I made tortilla wraps for the first time and they were absolutely great - I had no idea how easy it would be to make them.
Although some things may not be easy to find in your area, once you start looking you may be surprised at what you can find plastic-free. I thought I’d never be able to find sweets which weren’t wrapped in plastic, but lo and behold I actually very easily found sweets in a dispenser shop which could be decanted into a paper bag.
Challenge 2: ‘I don’t have enough time to go to the plastic-free shop!’
Sometimes you just run out of time and then realise you desperately need an essential item - like coffee, and the zero-waste shop is closed or too far away.
Opportunity: get more organised!
It takes a little bit more organisation because you have to go to specific shops which can sell you plastic-free food, rather than popping to the supermarket for pretty much everything. But once you get in the swing of it it’s really quite straightforward. When you’re shopping, stock up with lots of dry foods, although you may have limited cupboard space it’s great to have a big stash of plastic-free food.
Challenge 3: ‘it’s so expensive!’
Some plastic-free items are more expensive (bamboo toothbrushes I’m looking at you), but not everything. Many people who have gone plastic-free have found themselves spending less on food.
Opportunity: make your own things (it’s easier than it sounds)
Homemade hummus is easily half the price than the hummus that you can buy, and it takes about 10 minutes to make a big batch of it. ‘Oatly Barista’ oat milk is £1.85 per carton, if you make it then it literally costs about 50p for the same quantity, I’m not kidding!
It’s an investment, as many plastic-free items last longer
I can’t deny the fact that some products are more expensive, but the good news is that many of these plastic-free alternatives do last longer. We spent a bit more on a LoofCo washing up pad but they actually last a lot longer than washing up pads we’ve bought that contain plastic. The same goes for metal razors, mooncups, etc.
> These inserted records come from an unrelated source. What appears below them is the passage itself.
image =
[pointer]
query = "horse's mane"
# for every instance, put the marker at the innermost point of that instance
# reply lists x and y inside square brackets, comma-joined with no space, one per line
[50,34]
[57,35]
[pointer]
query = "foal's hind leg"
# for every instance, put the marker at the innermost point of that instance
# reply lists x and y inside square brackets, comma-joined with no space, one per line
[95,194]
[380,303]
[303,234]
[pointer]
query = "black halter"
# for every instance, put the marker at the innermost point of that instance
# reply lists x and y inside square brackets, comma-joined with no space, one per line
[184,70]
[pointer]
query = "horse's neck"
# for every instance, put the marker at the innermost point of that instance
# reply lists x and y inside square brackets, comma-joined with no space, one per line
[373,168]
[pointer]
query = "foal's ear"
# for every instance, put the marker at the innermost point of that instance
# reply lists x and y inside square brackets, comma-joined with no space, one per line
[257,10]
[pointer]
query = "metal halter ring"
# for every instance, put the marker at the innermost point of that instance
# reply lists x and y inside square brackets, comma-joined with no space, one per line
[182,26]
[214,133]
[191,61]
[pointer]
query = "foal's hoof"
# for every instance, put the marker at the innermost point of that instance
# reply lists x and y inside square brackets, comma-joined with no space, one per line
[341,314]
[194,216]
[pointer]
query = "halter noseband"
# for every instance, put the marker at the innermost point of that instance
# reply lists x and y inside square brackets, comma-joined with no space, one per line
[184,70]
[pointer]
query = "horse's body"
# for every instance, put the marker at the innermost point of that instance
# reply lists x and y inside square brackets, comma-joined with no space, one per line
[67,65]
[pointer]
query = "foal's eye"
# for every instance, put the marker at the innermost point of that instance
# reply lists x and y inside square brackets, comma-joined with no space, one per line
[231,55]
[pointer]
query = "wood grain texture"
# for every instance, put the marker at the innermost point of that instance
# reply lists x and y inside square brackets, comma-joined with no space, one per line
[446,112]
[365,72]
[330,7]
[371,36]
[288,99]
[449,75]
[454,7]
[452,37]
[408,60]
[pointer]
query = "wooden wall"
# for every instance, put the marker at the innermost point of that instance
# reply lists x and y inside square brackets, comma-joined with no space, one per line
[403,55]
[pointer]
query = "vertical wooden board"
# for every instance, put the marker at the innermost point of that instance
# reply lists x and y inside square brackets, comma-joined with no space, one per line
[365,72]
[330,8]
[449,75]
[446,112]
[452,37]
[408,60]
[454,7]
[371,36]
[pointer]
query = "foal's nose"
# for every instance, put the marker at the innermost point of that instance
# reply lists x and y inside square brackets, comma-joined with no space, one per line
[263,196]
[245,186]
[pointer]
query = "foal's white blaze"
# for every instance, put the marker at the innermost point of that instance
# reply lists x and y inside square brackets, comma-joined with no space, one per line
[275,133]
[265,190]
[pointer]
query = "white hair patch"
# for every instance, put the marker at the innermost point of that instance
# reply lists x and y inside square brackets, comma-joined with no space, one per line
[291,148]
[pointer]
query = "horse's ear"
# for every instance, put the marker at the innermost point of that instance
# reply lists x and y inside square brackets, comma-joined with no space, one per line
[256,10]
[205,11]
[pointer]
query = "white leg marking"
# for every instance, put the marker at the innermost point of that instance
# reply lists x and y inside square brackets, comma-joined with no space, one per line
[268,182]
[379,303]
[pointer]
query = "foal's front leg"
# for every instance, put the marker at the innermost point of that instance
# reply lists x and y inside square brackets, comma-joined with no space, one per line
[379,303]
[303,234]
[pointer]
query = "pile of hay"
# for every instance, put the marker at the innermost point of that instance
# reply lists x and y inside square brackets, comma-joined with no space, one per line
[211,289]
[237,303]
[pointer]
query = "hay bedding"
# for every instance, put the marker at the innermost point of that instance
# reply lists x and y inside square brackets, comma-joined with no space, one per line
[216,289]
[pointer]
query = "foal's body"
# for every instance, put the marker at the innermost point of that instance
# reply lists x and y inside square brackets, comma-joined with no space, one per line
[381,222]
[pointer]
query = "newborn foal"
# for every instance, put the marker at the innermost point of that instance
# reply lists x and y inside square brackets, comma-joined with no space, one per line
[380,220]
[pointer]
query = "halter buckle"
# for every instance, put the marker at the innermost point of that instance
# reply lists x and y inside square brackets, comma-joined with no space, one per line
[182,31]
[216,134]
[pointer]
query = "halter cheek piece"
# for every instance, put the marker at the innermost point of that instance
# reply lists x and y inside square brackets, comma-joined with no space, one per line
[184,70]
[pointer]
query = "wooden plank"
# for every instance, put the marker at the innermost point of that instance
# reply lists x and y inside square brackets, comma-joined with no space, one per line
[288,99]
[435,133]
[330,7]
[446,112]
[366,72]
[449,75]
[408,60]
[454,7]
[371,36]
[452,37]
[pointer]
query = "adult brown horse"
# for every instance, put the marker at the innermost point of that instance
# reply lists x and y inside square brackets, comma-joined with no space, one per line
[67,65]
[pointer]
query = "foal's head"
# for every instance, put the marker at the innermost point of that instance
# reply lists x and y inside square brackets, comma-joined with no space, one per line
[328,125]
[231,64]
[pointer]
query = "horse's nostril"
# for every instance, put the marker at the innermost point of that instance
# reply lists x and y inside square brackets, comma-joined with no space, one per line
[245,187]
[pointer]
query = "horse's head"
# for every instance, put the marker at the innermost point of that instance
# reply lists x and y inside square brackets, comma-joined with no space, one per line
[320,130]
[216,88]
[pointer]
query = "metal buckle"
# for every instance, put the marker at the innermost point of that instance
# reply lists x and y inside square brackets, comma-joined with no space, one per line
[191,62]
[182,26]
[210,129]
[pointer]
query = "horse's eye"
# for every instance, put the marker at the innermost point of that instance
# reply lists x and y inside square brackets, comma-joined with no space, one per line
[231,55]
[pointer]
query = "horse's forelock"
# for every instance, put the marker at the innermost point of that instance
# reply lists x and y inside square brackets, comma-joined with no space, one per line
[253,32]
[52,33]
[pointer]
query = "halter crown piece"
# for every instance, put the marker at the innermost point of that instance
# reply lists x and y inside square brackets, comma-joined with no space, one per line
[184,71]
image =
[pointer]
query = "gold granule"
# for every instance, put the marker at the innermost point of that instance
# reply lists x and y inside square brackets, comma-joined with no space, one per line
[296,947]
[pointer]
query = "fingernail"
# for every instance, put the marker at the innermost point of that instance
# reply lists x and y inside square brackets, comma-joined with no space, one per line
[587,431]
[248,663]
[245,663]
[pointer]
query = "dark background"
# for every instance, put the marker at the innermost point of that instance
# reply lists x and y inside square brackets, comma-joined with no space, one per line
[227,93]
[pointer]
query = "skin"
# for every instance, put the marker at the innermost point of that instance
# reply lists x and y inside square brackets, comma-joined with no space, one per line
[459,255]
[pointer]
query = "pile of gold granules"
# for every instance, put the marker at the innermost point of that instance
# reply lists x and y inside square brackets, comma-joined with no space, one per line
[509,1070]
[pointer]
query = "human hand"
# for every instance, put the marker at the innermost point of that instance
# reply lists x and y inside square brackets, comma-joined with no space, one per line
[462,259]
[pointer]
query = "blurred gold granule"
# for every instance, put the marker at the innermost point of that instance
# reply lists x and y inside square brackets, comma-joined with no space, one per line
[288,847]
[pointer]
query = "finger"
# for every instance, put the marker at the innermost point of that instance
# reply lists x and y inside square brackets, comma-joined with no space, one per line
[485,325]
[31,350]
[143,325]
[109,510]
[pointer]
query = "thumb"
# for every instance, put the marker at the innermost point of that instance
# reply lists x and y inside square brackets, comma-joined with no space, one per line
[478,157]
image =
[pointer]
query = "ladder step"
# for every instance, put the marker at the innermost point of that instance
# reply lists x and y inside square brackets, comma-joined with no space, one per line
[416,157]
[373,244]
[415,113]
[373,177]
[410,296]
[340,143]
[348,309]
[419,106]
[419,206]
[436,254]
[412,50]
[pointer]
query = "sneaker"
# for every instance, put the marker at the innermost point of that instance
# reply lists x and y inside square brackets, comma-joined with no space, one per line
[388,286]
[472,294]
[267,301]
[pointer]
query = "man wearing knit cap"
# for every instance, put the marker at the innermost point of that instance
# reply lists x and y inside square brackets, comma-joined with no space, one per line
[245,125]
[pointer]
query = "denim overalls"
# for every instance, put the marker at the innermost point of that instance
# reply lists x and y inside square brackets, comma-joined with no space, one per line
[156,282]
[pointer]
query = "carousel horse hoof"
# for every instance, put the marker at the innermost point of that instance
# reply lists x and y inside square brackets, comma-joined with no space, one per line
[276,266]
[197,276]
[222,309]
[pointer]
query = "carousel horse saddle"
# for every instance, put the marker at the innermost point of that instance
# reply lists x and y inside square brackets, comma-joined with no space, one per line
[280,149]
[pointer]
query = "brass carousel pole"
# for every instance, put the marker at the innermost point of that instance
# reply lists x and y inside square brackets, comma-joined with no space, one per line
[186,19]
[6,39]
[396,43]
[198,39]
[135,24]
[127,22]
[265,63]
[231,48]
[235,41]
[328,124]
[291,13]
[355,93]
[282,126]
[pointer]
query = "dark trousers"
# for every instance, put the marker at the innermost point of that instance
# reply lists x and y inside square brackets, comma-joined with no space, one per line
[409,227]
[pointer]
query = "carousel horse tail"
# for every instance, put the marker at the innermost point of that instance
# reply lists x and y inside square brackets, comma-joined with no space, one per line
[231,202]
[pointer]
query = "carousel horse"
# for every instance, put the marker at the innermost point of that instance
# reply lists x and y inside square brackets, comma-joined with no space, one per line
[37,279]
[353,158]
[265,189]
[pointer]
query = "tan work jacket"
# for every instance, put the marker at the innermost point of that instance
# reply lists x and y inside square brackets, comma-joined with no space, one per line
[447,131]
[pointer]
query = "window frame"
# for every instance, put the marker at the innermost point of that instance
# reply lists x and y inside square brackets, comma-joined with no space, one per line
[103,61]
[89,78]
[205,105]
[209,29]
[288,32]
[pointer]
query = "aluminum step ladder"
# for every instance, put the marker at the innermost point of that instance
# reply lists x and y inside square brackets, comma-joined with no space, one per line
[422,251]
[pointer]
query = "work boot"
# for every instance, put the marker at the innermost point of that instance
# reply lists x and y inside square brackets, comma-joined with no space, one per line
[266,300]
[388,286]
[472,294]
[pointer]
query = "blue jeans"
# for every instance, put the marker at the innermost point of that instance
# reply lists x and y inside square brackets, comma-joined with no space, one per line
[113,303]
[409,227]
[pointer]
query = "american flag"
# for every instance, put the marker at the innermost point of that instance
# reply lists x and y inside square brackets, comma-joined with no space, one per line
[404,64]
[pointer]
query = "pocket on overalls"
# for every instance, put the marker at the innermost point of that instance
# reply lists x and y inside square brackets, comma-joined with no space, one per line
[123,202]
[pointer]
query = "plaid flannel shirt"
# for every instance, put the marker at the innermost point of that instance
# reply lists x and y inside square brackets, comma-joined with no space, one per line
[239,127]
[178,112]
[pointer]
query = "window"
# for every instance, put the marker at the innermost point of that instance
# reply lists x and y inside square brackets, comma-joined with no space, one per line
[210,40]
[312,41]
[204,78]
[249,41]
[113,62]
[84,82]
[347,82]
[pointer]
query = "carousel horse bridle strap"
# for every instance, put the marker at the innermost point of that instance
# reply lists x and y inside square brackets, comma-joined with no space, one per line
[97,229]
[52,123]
There is hope for your bank balance!
So, all in all, it isn’t easy peasy to go plastic-free, because it’s never easy to change your habits however passionate you are, it takes a little getting used to. But things which seemed difficult at first have now started to become part of our everyday routine, and it really does get easier so don’t get too disheartened at first. Just start simply and see how it goes!